Form a phalanx: Law firm lessons on managing cyber security through talent and culture
As law firms continue to appreciate the significance of creating an understanding surrounding security and risks, this starts with a sharp focus on talent and culture. The first component that the panel discussed during the 5th Annual Law Firm CFO/CIO/COO Forum: Data Privacy, Security & the Globalized Law Firm, surrounded protection and prevention methods.
Protection and Prevention
Barry Strauss, COO, Elegrity; Curt Cunningham, CIO, Fragomen; Michael Lewis, CIO, Hogan Lovells; and Ramound Umerley, CDPO, Pitney Bowes, had a very engaging discussion about how firms can best protect their data. In the beginning stages, firms should prioritize their assets. What documents, emails, IP, databases, software, and services are most important? As new data arrives, the firm should examine the process. How is data stored, transmitted and deleted? The process for each aspect needs to be examined carefully.
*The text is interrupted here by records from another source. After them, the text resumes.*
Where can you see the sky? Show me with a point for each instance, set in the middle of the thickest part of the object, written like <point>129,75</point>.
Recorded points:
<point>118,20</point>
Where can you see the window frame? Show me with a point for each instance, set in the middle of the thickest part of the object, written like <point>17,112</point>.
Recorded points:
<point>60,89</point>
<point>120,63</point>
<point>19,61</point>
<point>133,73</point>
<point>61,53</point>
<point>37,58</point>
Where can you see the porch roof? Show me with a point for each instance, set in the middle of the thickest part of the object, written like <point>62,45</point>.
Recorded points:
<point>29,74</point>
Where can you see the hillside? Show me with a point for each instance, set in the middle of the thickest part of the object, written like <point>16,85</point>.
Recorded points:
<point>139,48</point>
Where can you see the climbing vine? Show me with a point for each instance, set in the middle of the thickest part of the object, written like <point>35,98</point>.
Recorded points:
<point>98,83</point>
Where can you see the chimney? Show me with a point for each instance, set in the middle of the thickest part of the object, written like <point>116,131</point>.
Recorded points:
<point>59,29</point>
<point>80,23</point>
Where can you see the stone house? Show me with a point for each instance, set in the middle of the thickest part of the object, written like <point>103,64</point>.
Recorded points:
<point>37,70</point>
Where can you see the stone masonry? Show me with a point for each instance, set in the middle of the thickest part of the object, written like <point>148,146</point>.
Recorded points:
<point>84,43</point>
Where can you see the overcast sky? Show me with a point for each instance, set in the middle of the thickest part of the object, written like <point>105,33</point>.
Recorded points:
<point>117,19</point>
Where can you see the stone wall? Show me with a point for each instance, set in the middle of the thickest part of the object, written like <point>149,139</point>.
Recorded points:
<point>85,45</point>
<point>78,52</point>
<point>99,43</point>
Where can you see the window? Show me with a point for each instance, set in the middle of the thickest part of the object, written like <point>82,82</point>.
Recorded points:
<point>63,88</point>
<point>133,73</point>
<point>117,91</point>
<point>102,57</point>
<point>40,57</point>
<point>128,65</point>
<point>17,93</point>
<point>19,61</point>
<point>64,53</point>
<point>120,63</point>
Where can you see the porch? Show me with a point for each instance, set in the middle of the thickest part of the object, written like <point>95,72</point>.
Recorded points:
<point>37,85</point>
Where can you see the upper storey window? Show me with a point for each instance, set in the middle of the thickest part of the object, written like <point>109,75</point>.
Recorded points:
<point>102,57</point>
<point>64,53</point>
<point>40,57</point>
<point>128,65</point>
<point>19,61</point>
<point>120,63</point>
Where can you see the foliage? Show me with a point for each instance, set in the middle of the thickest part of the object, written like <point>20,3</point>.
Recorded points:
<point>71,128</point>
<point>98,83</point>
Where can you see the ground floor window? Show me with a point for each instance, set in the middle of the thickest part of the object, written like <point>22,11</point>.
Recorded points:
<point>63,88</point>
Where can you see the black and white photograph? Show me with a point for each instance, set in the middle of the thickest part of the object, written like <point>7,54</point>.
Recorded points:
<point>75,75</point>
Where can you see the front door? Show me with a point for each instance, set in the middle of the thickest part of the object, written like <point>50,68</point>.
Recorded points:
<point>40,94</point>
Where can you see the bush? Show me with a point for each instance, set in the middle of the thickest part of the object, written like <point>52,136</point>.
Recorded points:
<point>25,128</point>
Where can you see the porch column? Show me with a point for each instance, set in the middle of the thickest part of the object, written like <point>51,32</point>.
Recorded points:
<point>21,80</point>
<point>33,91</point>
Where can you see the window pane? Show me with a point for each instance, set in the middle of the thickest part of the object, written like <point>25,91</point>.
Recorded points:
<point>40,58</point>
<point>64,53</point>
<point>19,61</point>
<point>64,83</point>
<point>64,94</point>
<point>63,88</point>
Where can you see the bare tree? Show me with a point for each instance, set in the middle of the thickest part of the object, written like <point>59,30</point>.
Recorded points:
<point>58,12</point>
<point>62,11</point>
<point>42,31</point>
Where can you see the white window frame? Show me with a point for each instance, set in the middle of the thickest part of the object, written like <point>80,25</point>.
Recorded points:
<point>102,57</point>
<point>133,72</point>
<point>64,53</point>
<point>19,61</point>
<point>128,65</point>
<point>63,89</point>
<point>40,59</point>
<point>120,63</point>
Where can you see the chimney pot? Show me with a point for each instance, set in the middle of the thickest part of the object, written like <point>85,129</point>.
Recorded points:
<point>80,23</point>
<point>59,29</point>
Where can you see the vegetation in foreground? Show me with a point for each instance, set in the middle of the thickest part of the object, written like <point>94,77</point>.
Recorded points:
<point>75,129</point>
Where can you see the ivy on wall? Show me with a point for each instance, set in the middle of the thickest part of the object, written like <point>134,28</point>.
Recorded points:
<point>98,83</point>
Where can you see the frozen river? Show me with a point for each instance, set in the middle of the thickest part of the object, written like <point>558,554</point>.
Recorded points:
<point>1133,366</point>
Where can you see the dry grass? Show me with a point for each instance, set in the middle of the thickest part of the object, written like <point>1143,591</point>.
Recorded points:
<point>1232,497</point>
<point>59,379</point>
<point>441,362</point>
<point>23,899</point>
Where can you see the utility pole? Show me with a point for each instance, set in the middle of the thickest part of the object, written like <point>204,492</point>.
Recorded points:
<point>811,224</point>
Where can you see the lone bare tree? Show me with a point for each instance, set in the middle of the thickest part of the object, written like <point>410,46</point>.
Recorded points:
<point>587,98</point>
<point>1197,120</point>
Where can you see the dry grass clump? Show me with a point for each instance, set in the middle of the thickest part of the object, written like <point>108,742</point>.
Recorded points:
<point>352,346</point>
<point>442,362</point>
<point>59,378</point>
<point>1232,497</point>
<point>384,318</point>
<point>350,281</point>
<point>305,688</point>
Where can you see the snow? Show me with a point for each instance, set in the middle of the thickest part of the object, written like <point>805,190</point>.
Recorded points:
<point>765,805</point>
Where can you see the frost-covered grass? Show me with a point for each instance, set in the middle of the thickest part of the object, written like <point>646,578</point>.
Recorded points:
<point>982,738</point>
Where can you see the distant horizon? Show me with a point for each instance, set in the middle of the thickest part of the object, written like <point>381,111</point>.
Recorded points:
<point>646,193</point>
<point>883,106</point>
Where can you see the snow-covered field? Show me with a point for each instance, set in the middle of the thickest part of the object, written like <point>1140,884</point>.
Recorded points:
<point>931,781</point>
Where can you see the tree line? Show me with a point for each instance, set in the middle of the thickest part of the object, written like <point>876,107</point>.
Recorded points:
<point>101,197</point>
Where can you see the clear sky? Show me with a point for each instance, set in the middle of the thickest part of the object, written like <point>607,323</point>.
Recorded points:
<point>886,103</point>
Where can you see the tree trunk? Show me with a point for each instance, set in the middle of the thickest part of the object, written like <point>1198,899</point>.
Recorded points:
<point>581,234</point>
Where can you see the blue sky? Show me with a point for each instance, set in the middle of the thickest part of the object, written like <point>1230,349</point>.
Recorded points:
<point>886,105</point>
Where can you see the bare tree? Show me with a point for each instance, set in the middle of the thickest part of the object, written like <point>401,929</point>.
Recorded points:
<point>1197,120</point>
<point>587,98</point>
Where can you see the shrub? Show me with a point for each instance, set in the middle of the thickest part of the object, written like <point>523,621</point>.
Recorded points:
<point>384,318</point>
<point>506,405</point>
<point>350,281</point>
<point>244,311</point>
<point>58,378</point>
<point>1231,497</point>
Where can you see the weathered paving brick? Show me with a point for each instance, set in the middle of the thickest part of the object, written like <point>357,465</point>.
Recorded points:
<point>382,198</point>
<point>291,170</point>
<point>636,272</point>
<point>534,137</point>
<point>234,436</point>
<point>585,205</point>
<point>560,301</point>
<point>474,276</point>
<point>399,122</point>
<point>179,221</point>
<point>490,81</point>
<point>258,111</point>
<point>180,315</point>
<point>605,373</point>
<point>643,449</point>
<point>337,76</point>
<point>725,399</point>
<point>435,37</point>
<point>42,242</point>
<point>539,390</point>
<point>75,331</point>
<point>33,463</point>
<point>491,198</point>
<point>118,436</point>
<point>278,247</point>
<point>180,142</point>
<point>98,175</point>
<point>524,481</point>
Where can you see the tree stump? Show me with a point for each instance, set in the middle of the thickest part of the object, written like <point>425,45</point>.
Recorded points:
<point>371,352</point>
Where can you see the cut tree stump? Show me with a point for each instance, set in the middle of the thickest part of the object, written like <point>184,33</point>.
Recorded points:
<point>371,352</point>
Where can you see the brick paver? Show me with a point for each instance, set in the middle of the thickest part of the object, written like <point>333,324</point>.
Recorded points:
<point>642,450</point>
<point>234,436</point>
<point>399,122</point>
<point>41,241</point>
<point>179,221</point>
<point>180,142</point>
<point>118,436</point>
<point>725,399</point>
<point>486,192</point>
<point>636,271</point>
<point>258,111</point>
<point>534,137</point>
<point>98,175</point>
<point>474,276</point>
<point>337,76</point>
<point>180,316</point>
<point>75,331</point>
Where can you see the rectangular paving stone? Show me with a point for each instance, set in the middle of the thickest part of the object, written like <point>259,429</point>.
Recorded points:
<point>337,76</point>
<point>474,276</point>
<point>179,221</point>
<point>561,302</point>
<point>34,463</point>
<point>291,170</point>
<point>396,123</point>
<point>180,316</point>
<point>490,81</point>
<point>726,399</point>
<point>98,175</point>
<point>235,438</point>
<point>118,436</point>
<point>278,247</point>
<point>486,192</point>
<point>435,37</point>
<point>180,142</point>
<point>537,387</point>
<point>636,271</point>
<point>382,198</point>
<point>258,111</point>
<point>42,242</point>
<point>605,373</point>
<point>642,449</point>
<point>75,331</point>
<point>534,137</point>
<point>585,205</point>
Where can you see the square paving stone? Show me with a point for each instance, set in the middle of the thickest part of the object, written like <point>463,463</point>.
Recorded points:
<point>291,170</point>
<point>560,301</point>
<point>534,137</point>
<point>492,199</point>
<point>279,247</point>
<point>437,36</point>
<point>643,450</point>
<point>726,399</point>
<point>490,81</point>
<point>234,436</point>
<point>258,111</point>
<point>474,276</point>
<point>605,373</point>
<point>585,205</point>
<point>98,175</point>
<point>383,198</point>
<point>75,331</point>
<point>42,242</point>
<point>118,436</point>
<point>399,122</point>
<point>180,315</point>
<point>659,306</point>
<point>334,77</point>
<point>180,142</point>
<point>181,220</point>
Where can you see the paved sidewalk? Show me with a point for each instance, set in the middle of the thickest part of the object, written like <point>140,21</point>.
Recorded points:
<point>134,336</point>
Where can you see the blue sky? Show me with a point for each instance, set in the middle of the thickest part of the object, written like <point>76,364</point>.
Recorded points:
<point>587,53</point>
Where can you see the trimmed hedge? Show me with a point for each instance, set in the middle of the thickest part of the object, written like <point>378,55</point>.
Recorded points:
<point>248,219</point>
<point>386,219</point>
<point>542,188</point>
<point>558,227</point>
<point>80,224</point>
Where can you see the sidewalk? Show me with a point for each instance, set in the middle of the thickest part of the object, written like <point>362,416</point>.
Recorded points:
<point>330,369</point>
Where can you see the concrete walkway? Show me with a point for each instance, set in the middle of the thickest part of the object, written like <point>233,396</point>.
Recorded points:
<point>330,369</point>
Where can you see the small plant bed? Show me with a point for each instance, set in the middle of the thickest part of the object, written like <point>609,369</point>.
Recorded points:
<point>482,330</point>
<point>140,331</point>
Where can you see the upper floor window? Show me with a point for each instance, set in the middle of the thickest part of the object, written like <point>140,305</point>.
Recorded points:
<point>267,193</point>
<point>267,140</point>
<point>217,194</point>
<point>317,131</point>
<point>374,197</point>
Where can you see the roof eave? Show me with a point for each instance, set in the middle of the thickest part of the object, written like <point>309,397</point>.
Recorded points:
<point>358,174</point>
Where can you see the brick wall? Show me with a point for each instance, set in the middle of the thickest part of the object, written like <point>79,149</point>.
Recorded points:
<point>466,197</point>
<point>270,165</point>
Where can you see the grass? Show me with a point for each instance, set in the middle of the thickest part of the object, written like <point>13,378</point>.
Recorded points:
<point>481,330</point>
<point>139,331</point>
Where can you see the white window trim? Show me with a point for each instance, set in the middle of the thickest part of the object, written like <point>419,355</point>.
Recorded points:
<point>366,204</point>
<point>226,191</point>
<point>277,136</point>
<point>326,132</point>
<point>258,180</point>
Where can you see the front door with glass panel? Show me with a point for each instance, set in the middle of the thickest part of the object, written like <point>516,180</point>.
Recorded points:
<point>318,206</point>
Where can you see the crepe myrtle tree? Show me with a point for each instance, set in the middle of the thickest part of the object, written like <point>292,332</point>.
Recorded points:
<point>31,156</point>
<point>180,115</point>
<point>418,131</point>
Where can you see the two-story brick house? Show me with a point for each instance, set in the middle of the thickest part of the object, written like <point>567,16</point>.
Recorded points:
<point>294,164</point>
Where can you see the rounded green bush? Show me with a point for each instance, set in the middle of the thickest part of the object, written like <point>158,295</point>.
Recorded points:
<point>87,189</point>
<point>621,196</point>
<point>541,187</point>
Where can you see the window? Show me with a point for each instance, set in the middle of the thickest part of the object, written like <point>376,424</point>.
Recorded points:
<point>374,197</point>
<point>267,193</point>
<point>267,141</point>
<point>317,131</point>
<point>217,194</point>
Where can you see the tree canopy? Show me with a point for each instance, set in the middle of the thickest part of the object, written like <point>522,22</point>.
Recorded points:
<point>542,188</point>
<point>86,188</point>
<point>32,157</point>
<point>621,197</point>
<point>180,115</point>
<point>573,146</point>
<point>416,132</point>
The firm has to be mindful of both structured and unstructured data and in addition, understand and follow the rules for national and international compliance of this information.
Several of the panelists suggested that every firm should conduct its own network penetration tests. Lewis recommended his firm’s design phishing emails to see which employees are actually clicking on those links. Another aspect he mentioned was to review data retention policies. Are these policies industry standard? He also advocated that firms take a baseline network traffic report from all offices. Once established, that can be compared to any unusual traffic on your network, setting off alerts to anomalies and a possible compromise.
Some other protection and prevention methods:
- Use encryption everywhere that you can; email, documents, databases, SAN
- Web Application Vulnerability Testing
- Mobile Device Management – separate data on their BYOB
- ISO certification and accreditation
Another critical aspect of firm culture is incident response. The panel discussed the need to have a cross-functional team in place for when the cyber-attack occurs. This group should include many of the following groups: Communications, Human Resources, Business Development, Managing Partners, IT, Audit, and Information Security. A suggestion that hit a chord with the audience was accessibility to your vendors. That is, the ability to contact a vendor no matter what time of day or night. Get the phone number to a real person who is accountable. They emphasized that this should be negotiated and arranged in the contract. Lastly, once an issue is complete, conduct a retrospective of the attack and defined learnings for the next event.
In an age where law firms are clearly in the sights of cyber criminals, there is a need to act. Law firms are aligning their understanding of security and risks directly with the need for a sharp focus on internal talent and culture. Protection, prevention, and incident response methods are a major component of safeguarding the firm’s assets. The panel closed with their three most important takeaways: prepare technologically, educate your staff, and create clear processes.